Not only to appeal to Christian men but to dissuade Islamic terrorists from picking up a sacrilegious gun.  I would think that to use a gun that's marked like that would be seen symbolically, to be an affront to Islam or something like that.  

I think you could say that 'good people make the world a better place' and that includes Christians, Moslems, Buddhists, atheists, Hindu's, Jews, etc.  There are good people in every group and every group has it's share of stinkers.


----------



## SifuPhil (Sep 16, 2015)

Debby said:


> Not only to appeal to Christian men but to dissuade Islamic terrorists from picking up a sacrilegious gun.  I would think that to use a gun that's marked like that would be seen symbolically, to be an affront to Islam or something like that.
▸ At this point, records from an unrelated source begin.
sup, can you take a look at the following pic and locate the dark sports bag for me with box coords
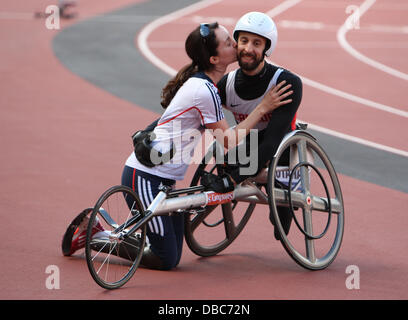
[131,118,175,167]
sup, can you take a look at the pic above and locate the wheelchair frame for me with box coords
[84,129,345,289]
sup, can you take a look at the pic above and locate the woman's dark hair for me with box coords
[160,22,219,109]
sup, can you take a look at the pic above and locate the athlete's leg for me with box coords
[226,126,295,239]
[172,213,185,266]
[270,168,293,240]
[143,215,183,270]
[122,166,182,270]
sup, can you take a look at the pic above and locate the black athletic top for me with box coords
[218,62,302,121]
[217,62,303,183]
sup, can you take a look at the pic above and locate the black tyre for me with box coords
[184,141,256,257]
[85,185,146,289]
[268,131,344,270]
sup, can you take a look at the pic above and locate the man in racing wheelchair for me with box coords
[201,12,303,241]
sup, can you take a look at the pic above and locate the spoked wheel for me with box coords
[184,141,256,257]
[85,185,146,289]
[267,131,344,270]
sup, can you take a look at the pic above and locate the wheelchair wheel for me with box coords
[85,185,146,289]
[267,131,344,270]
[184,141,256,257]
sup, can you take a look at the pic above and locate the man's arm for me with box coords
[217,74,228,106]
[227,71,302,184]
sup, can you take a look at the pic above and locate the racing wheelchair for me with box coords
[81,127,344,289]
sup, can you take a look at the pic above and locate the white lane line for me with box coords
[136,0,408,157]
[276,41,408,49]
[303,121,408,158]
[337,0,408,81]
[367,24,408,34]
[266,0,303,17]
[137,0,222,76]
[278,20,408,34]
[283,66,408,118]
[0,12,34,20]
[278,20,325,30]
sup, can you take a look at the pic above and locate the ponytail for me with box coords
[160,63,197,109]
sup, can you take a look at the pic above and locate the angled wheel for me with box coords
[267,131,344,270]
[85,185,146,289]
[184,141,256,257]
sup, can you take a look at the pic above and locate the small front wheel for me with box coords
[85,185,146,289]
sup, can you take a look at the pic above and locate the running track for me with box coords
[1,0,407,300]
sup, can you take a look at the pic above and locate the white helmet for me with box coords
[233,12,278,56]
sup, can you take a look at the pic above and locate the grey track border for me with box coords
[53,0,408,193]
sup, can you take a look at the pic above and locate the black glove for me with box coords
[201,172,235,193]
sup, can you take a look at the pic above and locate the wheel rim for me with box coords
[184,141,256,257]
[268,132,344,270]
[85,186,146,289]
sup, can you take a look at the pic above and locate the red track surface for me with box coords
[1,0,407,300]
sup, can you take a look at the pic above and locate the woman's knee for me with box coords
[157,251,181,270]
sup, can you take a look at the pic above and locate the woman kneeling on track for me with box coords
[63,22,293,270]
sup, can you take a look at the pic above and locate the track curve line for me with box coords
[337,0,408,81]
[137,1,408,158]
[52,0,408,193]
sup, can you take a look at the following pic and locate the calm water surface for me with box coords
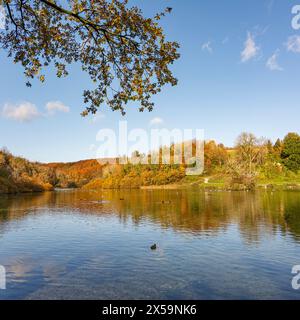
[0,189,300,300]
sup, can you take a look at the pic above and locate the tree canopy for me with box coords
[235,132,267,173]
[0,0,180,115]
[281,132,300,172]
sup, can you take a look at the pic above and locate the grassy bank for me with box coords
[140,175,300,191]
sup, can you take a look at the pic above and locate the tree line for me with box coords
[1,132,300,193]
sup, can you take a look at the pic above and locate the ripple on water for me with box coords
[0,189,300,299]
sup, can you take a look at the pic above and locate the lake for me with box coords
[0,189,300,300]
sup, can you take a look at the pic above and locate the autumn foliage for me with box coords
[1,132,300,194]
[0,148,55,193]
[45,159,103,188]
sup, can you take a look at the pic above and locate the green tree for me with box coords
[271,138,283,160]
[235,132,267,174]
[0,0,179,115]
[274,138,283,152]
[281,133,300,172]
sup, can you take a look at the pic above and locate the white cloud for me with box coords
[241,32,259,62]
[266,50,283,71]
[2,100,71,122]
[46,101,70,114]
[149,117,164,126]
[201,41,213,53]
[2,102,40,122]
[286,35,300,53]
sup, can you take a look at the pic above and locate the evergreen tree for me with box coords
[281,133,300,172]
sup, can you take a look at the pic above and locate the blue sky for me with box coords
[1,0,300,162]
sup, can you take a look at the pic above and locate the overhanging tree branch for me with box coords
[0,0,180,115]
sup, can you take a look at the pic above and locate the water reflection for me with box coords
[0,189,300,299]
[0,189,299,243]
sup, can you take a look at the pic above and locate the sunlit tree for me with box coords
[235,132,267,174]
[226,133,268,190]
[281,132,300,172]
[0,0,180,115]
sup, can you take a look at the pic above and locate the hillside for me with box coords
[44,159,103,188]
[0,150,105,194]
[0,149,55,194]
[1,131,300,194]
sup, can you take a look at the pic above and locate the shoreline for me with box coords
[2,182,300,195]
[141,183,300,191]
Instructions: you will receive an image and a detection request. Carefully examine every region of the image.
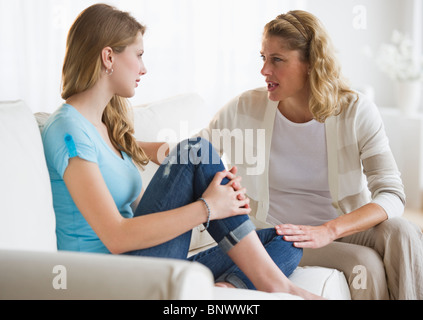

That brings up an interesting point ...

If there were, say, a door-to-door battle here in the States, and a Muslim soldier's gun jammed, and he had to make a choice between fighting unarmed or picking up a gun with a Christian verse on it, would he really make the "wrong" choice? I know it depends upon the depth of his beliefs, but still, that survival instinct ...


----------



## fuzzybuddy (Sep 16, 2015)

I think I would be more afraid of the bullets shot by a gun rather than symbols painted on that gun.


----------



## Zante (Sep 16, 2015)

What a subject -Will have to do some thinking about this


----------



## fureverywhere (Sep 16, 2015)

Had a few flashbacks from Windowpane back in the day.

Off topic but there was this little bodega in the village, Dancing Bear under the counter, toadly awesome!!!!! For those of you who stayed on the straight and narrow, there was microdot and windowpane that were a fairly mild dose. You might see the aliens and elephants dancing together. The stronger versions might make you think the elephants would crush you.


----------



## Shalimar (Sep 16, 2015)

Fur, here in Canuckistan windowpane was made locally and came in three strengths. Need I say more? Lol.


----------



## SifuPhil (Sep 16, 2015)

THC was the recreational pill of choice back in NYC ... 

I hope the statute of limitations has run out ... :nightmare:


----------



## Underock1 (Sep 17, 2015)

Debby said:


> Not only to appeal to Christian men but to dissuade Islamic terrorists from picking up a sacrilegious gun.  I would think that to use a gun that's marked like that would be seen symbolically, to be an affront to Islam or something like that.
> 
> I think you could say that 'good people make the world a better place' and that includes Christians, Moslems, Buddhists, atheists, Hindu's, Jews, etc.  There are good people in every group and every group has it's share of stinkers.



If they could over paint the Christian symbols in the Hagia Sophia, I think a little black spray paint solves their problem.

I agree. I think that most people are good, as we usually interpret the word, regardless of group. I referenced "good Christians" to acknowledge to Lara, that I separate the majority from the crazies we are talking about.


----------



## RadishRose (Sep 17, 2015)

I think that this is purely a marketing ploy!


----------



## QuickSilver (Sep 17, 2015)

RadishRose said:


> I think that this is purely a marketing ploy!



It would also appeal to the Fundamentalist gun owners.. Don't you think that was it's original intent?


----------



## Shalimar (Sep 17, 2015)

I would think the Bible verse thing would make all but hardcore "come to Jesus with a gun" firearm owners very uncomfortable.
Seems geared toward fringe elements.


----------



## Moonflight (Sep 17, 2015)

Is it a spoof?


----------



## QuickSilver (Sep 17, 2015)

Shalimar said:


> I would think the Bible verse thing would make all but hardcore "come to Jesus with a gun" firearm owners very uncomfortable.
> Seems geared toward fringe elements.




Like that group that has threatened to defend Kim Davis from being taken back to jail..  The Oath Keepers.   the same group that had a standoff with Federal agents at the Bundy ranch.


----------



## Underock1 (Sep 17, 2015)

QuickSilver said:


> It would also appeal to the Fundamentalist gun owners.. Don't you think that was it's original intent?



Absolutely! That was my point. Oops! Sorry. I thought you were replying to a similar post of mine.
I agree, in any event.


----------



## Shalimar (Sep 17, 2015)

Sadly moon it is not a spoof.


----------